Moreira afirmou que o relatório irá manter a previsão de economia de R$ 1 trilhão, conforme havia sido estabelecido pelo ministro da Economia, Paulo Guedes.

Nós acreditamos que, com mais algumas medidas, a gente possa equilibrar alguns pontos para obter economia de R$ 1 trilhão. Precisamos construir maioria o tempo todo. Ainda não vou colocar os detalhes, mas estou com muita esperança e convicção de construir o projeto com a meta de R$ 1 trilhão — disse o relator.

Já o presidente da Câmara, Rodrigo Maia, abriu a coletiva destacando que o texto que será apresentado hoje é de autoria dos deputados:

Se nós chegamos aqui hoje, com uma sinalização clara da importância da votação dessa matéria e uma economia muito relevante para a reforma da Previdência, a gente deve a muitos deputados representados pelos seus líderes.

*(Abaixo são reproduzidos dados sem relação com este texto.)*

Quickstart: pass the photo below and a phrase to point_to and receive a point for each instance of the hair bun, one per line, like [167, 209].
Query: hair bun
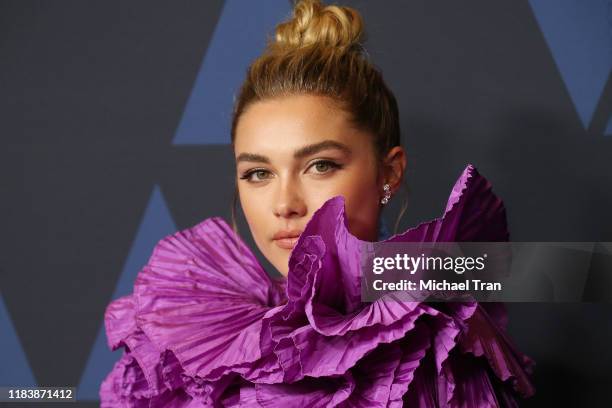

Pontos retirados ficam para o futuro


Tanto o relator Samuel Moreira, quanto o presidente da Câmara, Rodrigo Maia, admitiram que tanto a capitalização, quanto a inclusão de estados e municípios na reforma podem ficar para um “segundo momento”. Segundo eles, a ideia é que esses pontos sejam abordados no futuro por meio de projetos de lei.

Preferíamos que estados e municípios ficassem, mas não há unidade. Vamos retirá-los com a possibilidade de um diálogo e entendimento, com membros dessa Casa e governadores. É possível chegar em um entendimento mais para a frente? É possível — disse Moreira.

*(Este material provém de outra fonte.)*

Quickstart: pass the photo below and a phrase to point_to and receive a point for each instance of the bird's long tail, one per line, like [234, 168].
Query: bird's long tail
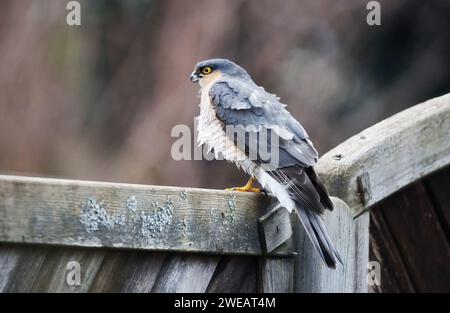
[293, 199]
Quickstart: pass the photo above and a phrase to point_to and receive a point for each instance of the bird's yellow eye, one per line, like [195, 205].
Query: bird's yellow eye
[206, 70]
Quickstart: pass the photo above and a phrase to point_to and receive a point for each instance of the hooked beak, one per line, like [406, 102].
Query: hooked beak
[194, 77]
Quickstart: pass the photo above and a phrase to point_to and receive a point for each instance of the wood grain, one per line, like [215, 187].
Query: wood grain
[351, 238]
[389, 155]
[94, 214]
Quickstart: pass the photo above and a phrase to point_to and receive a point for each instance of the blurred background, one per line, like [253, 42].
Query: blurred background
[98, 101]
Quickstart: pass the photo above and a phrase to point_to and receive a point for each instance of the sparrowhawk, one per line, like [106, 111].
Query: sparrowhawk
[231, 100]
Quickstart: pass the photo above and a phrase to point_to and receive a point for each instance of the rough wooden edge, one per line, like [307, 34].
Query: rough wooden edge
[96, 214]
[386, 157]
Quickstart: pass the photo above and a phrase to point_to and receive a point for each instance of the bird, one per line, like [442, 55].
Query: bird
[230, 99]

Com relação à capitalização, Rodrigo Maia afirmou que o assunto pode voltar a ser discutido no segundo semestre deste ano.

O mais importante para que a gente possa ter a capitalização é a economia. É mais importante ter a economia em torno de R$ 1 trilhão, do que ter a capitalização, que não poderá ser implantada. O que pretendemos fazer é retomar o debate da capitalização, com mais calma e objetividade, e explicar melhor o que representará a capitalização para o futuro do Brasil — explicou o presidente da Câmara.

Também ficará de fora do relatório a possibilidade de fazer reformas futuras via projeto de lei, sem precisar alterar a Constituição Federal, que é a chamada desconstitucionalização.

Durante a coletiva, Moreira disse ainda que o ponto mais importante da PEC é a criação de uma idade mínima, e que o objetivo do relatório é “melhorar do ponto de vista social” a proposta do governo.

Confusão na Câmara


Deputados da oposição chegaram à coletiva durante a fala do deputado Aguinaldo Ribeiro (PP-PB). Eles se manifestaram contra a apresentação de detalhes do relatório de Samuel Moreira antes da sessão da comissão especial marcada para esta quinta-feira. Os deputados Jandira Feghali (PCdoB-RJ), José Guimarães (PT-CE), André Figueiredo (PDT-CE) e Sâmia Bonfim (PSOL-SP) alegaram ainda que não foram convidados para a coletiva, ao que o relator e o presidente Rodrigo Maia explicaram que tratava-se de uma reunião com os líderes dos partidos favoráveis à reforma.

No fim de sua fala, o deputado Samuel Moreira aproveitou para pedir mais empenho do governo a favor da aprovação.

[O empenho] ainda está muito pequeno. A gente gostaria que o governo se empenhasse mais na construção de uma maioria — disse.